Find Slow Queries and Improve Dashboard Response

You can find queries that are exceptionally slow by checking the Slow Queries dashboard.

And even if a query isn’t listed there, there are some guidelines for queries:

  1. When sending data to Wavefront, consider Wavefront data format best practices, for example:
    • Make the metrics the most stable part of your data. For example, don’t include a unique ID in each metric.
    • Keep the number of distinct combinations of metric, source, and tags under 1000. For example, avoid including a timestamp in your metric. Instead, look at the metric over time in chart.
  2. In queries, use filters to narrow down results, and topk() or bottomk() to limit the number of lines that your charts display.

Monitor System Usage and Proxy Status

Administrators (and often other team members) are interested in usage data at all levels.

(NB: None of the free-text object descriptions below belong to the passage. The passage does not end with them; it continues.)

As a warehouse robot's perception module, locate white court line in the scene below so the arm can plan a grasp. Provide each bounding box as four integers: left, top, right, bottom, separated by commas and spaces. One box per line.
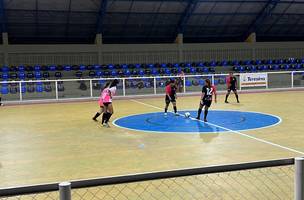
130, 99, 304, 155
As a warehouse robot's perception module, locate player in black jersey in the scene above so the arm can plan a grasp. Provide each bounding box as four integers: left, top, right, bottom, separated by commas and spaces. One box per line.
196, 79, 216, 122
225, 72, 240, 103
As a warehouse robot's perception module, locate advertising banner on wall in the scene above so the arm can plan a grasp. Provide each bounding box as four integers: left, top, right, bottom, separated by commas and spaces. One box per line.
240, 73, 267, 87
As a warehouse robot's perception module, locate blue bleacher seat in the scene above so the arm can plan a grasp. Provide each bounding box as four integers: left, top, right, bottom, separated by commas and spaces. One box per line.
2, 73, 9, 80
21, 86, 26, 93
284, 64, 290, 70
35, 71, 41, 79
42, 71, 50, 79
79, 65, 87, 71
296, 64, 302, 69
107, 64, 114, 69
103, 70, 110, 77
124, 69, 131, 76
2, 65, 9, 72
96, 70, 103, 77
41, 65, 49, 72
34, 65, 41, 71
75, 71, 82, 78
64, 65, 72, 71
49, 65, 57, 71
36, 83, 43, 92
55, 72, 62, 78
198, 79, 205, 86
18, 65, 25, 72
94, 65, 101, 70
138, 69, 145, 76
203, 67, 209, 73
111, 70, 117, 76
232, 60, 239, 65
190, 67, 196, 74
18, 72, 25, 79
71, 65, 79, 71
165, 68, 171, 75
9, 73, 17, 80
89, 71, 96, 78
209, 60, 216, 67
152, 68, 158, 76
186, 80, 192, 87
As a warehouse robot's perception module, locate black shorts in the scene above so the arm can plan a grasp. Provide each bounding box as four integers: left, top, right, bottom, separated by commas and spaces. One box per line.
201, 99, 212, 107
228, 86, 236, 92
103, 102, 112, 106
165, 95, 176, 104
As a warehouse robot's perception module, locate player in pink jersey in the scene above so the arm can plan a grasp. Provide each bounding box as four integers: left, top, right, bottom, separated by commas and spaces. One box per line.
225, 72, 240, 103
196, 79, 216, 122
92, 82, 111, 121
165, 80, 177, 115
101, 79, 119, 127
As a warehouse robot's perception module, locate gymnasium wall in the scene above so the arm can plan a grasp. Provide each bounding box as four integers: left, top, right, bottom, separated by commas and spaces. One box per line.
0, 42, 304, 65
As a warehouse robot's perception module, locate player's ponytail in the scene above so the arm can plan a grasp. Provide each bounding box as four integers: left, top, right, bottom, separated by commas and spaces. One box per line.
205, 79, 211, 87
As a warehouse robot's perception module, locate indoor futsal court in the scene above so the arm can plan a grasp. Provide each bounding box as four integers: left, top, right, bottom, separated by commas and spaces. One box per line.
0, 90, 304, 187
0, 0, 304, 200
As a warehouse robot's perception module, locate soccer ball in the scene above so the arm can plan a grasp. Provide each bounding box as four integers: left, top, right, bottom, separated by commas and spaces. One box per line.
185, 112, 190, 118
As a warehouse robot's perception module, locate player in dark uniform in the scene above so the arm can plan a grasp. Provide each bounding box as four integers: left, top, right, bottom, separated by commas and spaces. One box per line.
225, 72, 240, 103
165, 80, 177, 115
196, 79, 217, 122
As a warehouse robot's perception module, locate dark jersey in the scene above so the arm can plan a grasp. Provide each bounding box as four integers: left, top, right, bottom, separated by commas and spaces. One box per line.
202, 85, 216, 101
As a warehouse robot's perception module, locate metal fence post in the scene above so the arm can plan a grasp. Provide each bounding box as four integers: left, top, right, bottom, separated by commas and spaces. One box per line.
59, 182, 71, 200
122, 78, 126, 96
153, 77, 157, 94
182, 76, 186, 93
295, 158, 304, 200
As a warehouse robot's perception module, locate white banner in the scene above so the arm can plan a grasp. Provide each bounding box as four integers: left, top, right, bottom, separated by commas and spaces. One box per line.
240, 73, 267, 87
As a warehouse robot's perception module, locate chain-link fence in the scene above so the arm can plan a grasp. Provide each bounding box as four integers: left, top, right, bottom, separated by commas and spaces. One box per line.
0, 161, 295, 200
72, 166, 294, 200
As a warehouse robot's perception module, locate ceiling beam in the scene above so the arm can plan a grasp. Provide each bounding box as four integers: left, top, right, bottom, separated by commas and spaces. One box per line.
0, 0, 7, 33
242, 0, 280, 40
176, 0, 198, 35
96, 0, 108, 34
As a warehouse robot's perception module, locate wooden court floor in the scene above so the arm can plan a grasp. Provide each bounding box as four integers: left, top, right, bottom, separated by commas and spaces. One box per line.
0, 91, 304, 188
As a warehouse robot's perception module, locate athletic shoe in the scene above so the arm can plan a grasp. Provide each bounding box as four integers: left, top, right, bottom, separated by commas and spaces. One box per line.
103, 123, 110, 128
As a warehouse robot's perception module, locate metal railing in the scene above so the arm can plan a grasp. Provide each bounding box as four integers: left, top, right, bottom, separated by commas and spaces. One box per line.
0, 71, 304, 102
0, 158, 304, 200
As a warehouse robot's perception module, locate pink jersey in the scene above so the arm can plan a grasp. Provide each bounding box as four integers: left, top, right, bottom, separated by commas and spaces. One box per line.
101, 86, 116, 103
98, 94, 103, 107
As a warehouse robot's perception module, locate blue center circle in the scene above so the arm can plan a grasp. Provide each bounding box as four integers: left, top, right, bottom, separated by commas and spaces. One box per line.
113, 110, 281, 134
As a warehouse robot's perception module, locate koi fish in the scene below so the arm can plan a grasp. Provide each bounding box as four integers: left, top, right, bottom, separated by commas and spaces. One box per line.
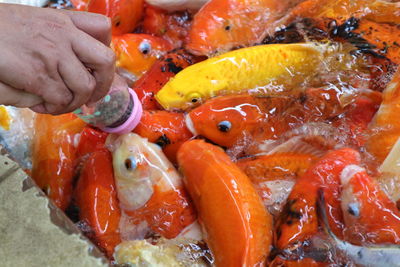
275, 148, 360, 250
32, 113, 86, 210
186, 0, 302, 56
143, 6, 193, 48
115, 238, 209, 267
317, 190, 400, 267
156, 43, 372, 110
269, 257, 326, 267
146, 0, 209, 12
107, 133, 199, 241
366, 69, 400, 164
133, 110, 193, 163
376, 138, 400, 205
340, 165, 400, 245
236, 152, 317, 216
186, 88, 354, 151
288, 0, 400, 24
111, 33, 172, 77
178, 140, 272, 266
76, 126, 108, 161
87, 0, 144, 35
186, 95, 295, 147
75, 148, 121, 258
133, 50, 196, 110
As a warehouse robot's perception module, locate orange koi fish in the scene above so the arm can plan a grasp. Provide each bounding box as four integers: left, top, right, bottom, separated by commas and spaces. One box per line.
340, 165, 400, 245
186, 95, 295, 147
75, 148, 121, 258
288, 0, 400, 24
112, 33, 172, 77
32, 113, 85, 210
143, 5, 192, 47
269, 257, 329, 267
134, 110, 193, 163
107, 133, 201, 240
87, 0, 144, 35
276, 148, 360, 249
133, 50, 197, 110
366, 69, 400, 164
178, 140, 272, 267
186, 0, 301, 55
236, 152, 317, 216
186, 88, 343, 152
76, 126, 108, 161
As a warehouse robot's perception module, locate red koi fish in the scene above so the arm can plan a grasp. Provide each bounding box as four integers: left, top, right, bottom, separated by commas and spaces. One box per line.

  1. Admins who install Wavefront proxies can examine the proxy information on the system dashboard. Larger environments or production environments rely on a team of load-balanced proxies, as discussed by Clement Pang in this video about proxies. Having usage data for the proxy helps administrators during installation and also helps with proxy sizing later.
  2. View the points flowing into the system from the system usage dashboard.
  3. Create custom charts with internal metrics. Our system dashboard information is a great start, but you might benefit from other internal metrics and it’s easy to create a dashboard with custom charts.

    Note: We’ve include the internal metrics that are most useful in the documentation.

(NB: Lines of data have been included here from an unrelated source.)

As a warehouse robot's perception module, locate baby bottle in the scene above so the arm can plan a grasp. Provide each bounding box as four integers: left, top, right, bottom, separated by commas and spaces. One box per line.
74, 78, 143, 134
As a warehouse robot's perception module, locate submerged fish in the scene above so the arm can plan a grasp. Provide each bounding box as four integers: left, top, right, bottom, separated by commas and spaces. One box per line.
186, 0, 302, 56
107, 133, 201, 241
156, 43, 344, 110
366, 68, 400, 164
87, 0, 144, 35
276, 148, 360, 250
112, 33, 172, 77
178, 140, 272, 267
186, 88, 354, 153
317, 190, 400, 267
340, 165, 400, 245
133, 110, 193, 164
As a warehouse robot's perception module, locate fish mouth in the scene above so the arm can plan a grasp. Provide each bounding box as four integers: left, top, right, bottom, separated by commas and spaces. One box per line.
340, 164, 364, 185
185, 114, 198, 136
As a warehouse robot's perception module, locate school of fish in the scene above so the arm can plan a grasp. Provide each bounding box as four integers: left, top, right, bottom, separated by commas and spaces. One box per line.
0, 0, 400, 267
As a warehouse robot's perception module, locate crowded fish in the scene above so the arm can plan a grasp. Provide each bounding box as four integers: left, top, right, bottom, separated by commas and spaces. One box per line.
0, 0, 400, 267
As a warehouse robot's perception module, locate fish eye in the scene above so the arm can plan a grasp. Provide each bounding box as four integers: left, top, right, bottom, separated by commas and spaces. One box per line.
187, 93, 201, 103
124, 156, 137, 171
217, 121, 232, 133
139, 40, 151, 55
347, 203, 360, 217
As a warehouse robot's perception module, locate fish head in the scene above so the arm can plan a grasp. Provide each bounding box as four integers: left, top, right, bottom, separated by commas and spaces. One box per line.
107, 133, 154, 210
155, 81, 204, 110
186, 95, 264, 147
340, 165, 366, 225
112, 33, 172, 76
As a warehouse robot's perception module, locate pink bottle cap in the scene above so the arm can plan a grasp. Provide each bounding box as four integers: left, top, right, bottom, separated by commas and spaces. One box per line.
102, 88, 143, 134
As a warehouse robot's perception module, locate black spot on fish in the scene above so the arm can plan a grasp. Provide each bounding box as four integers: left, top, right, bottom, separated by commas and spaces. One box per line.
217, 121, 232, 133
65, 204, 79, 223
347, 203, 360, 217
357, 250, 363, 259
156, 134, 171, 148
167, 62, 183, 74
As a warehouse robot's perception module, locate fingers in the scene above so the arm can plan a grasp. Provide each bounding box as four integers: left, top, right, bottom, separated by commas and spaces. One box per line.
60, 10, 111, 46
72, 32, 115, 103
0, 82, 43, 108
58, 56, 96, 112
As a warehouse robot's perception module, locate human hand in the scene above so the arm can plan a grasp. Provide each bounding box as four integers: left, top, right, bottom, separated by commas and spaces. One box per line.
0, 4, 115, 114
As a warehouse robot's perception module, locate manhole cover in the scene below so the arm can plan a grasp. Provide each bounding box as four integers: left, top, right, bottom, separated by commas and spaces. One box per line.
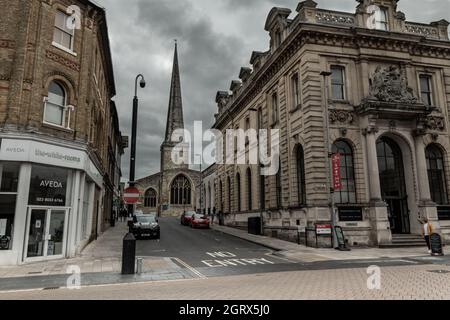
428, 270, 450, 274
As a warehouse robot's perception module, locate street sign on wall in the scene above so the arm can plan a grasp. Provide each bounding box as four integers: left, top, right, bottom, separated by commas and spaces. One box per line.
331, 153, 342, 190
123, 187, 140, 204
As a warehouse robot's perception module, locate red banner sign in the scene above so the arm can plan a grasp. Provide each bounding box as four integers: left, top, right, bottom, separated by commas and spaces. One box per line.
331, 153, 342, 190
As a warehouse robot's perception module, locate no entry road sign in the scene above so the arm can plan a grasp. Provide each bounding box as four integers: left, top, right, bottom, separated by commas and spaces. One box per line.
123, 187, 140, 204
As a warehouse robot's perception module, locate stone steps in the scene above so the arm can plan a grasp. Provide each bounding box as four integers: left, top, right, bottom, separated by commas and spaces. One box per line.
380, 234, 426, 249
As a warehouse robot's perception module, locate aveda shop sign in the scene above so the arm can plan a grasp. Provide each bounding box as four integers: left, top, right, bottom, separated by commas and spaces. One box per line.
28, 165, 69, 207
0, 139, 102, 185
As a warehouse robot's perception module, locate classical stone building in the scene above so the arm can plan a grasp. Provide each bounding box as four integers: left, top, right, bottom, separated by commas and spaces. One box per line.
136, 44, 201, 216
0, 0, 124, 265
209, 0, 450, 246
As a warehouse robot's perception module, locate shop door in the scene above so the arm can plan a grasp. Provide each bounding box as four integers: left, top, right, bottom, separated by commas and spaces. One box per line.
24, 209, 67, 262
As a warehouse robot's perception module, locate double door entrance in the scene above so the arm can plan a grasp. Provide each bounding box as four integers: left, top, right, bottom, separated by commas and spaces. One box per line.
377, 137, 411, 234
24, 208, 68, 262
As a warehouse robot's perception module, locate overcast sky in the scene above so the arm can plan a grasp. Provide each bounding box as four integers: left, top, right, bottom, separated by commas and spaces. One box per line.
96, 0, 450, 181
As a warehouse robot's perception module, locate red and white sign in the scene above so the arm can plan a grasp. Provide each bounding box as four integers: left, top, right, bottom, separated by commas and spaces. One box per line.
316, 224, 333, 235
331, 153, 342, 190
123, 187, 141, 204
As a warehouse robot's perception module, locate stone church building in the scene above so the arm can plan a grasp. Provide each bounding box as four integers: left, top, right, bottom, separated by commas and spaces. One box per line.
207, 0, 450, 246
136, 45, 201, 216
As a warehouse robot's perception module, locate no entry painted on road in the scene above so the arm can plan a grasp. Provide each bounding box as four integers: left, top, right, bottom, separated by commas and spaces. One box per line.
123, 187, 140, 204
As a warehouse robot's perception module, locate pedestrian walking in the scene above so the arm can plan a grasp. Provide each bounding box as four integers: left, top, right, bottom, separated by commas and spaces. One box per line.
422, 218, 433, 254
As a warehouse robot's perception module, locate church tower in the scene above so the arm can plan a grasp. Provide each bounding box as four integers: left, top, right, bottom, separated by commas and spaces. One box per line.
161, 42, 189, 172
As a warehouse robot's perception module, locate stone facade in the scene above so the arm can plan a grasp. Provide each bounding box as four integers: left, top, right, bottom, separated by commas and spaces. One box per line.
136, 45, 201, 216
209, 0, 450, 246
0, 0, 124, 262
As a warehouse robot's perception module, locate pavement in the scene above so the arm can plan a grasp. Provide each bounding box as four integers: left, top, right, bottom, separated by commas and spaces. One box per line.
0, 265, 450, 300
212, 225, 436, 263
0, 218, 450, 299
0, 223, 178, 280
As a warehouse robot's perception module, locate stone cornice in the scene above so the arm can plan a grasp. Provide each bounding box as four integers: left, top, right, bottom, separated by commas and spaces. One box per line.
214, 23, 450, 128
45, 50, 80, 72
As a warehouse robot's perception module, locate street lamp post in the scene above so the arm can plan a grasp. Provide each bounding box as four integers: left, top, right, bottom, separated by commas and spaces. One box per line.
320, 71, 337, 248
128, 74, 146, 215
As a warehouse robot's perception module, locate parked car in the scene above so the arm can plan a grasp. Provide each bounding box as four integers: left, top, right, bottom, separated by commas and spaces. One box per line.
191, 214, 209, 229
132, 215, 161, 239
181, 211, 196, 226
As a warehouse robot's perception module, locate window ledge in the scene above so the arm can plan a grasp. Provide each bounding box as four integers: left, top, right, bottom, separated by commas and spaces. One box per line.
42, 121, 73, 133
52, 41, 78, 57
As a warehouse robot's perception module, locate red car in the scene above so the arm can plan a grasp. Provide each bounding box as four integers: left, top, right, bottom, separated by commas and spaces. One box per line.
191, 214, 209, 229
181, 211, 195, 226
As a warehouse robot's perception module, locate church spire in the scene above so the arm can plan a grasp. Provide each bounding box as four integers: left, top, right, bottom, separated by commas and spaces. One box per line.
164, 40, 184, 143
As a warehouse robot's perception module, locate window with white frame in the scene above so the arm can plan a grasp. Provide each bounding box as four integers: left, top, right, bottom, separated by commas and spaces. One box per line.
272, 92, 280, 124
420, 74, 433, 106
44, 81, 66, 127
291, 73, 300, 110
331, 66, 345, 100
375, 8, 389, 31
0, 162, 20, 250
53, 10, 75, 51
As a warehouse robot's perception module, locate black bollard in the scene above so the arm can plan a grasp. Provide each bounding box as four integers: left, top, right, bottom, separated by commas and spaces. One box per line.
122, 233, 136, 274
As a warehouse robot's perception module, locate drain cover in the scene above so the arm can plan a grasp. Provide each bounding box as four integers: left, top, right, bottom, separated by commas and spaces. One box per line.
428, 270, 450, 274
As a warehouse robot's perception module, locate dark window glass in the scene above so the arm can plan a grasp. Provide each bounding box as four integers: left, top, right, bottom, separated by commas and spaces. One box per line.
333, 141, 356, 204
144, 189, 157, 208
331, 66, 345, 100
426, 145, 449, 205
276, 159, 283, 208
247, 169, 253, 211
0, 194, 17, 250
170, 175, 192, 205
291, 74, 300, 109
297, 145, 306, 205
272, 93, 279, 124
236, 174, 241, 212
420, 75, 433, 106
0, 162, 20, 192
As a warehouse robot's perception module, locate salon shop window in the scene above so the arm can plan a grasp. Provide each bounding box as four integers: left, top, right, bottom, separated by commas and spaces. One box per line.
0, 162, 20, 250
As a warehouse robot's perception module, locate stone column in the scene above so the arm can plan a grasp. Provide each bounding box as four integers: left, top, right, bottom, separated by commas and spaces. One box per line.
363, 125, 392, 245
411, 130, 440, 233
364, 127, 381, 203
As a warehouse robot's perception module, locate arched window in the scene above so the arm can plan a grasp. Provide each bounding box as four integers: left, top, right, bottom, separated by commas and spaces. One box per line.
236, 173, 241, 212
170, 175, 192, 205
275, 158, 283, 208
144, 189, 157, 208
247, 168, 253, 211
330, 140, 356, 204
227, 177, 231, 213
44, 81, 66, 126
426, 145, 448, 205
296, 145, 306, 206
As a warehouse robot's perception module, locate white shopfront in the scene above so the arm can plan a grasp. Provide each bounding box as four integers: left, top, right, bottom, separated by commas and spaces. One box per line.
0, 137, 103, 265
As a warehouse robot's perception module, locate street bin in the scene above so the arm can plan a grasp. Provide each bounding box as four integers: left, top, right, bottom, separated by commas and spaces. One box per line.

Monitor Data Ingestion and Data Shape

Wavefront recently made some tools available that allow you to monitor ingestion and data shape. By data shape we mean that you can find out, for example, if you have very large numbers of metrics, or you suddenly started having an unusually large number of sources.

You can start by examining the system dashboard and internal metrics, discussed above. In addition, Wavefront allows you to look closely at data that is being ingested:

Both tools are for situations when the dashboards don’t give you enough information – they’re really for debugging rather day-by-day use.

  • Wavefront spy endpoints can provide insight into new data that your Wavefront instance ingests. For example, you might analyze spy results to:
    • Verify that your Wavefront instance is ingesting the data points that you expect.
    • Troubleshoot a sudden change in the rate at which new data is ingested.
  • Wavefront Top is an interactive tool for exploring ingested points. For example, you can find out which metric namespaces were used in the last X days. Wavefront Top helps you look at the big picture of what’s being ingested – and the keyboard-driven UI makes it easy to drill down. Watch this video for an intro.